I take the market-efficiency hypothesis to be the simple statement that security prices fully reflect all available information.
I’d compare stock pickers to astrologers but I don’t want to bad mouth astrologers.
In an efficient market at any point in time the actual price of a security will be a good estimate of its intrinsic value.
Active management is a zero-sum game before cost, and the winners have to win at the expense of the losers.
I can’t figure out why anyone invests in active management, so asking me about hedge funds is just an extreme version of the same question. Since I think everything is appropriately priced, my advice would be to avoid high fees. So you can forget about hedge funds.
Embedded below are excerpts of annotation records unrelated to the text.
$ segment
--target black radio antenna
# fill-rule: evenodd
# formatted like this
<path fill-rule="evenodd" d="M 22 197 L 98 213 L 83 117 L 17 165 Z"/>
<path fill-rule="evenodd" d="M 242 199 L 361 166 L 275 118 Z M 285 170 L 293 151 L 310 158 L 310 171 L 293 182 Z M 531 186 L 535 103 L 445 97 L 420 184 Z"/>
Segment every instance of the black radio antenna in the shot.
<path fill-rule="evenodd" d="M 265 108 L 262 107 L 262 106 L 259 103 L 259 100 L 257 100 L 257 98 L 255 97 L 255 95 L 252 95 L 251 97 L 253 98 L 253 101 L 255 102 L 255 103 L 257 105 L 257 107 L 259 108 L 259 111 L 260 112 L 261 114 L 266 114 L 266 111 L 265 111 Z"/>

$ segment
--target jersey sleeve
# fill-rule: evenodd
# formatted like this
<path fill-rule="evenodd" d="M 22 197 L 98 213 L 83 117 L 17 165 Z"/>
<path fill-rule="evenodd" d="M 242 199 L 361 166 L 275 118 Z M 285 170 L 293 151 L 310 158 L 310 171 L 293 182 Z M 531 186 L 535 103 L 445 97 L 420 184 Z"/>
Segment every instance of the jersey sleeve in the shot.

The efficient market theory is one of the better models in the sense that it can be taken as true for every purpose I can think of. For investment purposes, there are very few investors that shouldn’t behave as if markets are totally efficient.
After taking risk into account, do more managers than you’d see by chance outperform with persistence? Virtually every economist who studied this question answers with a resounding ‘no.’
I don’t think the Federal Reserve has any role in how high rates are right now. I don’t understand why everyone is paying attention to this tapering. The Fed is using one kind of bond to buy another kind of bond. What’s the big deal, and why is anyone taking the Fed seriously?
An investor doesn’t have a prayer of picking a manager that can deliver true alpha.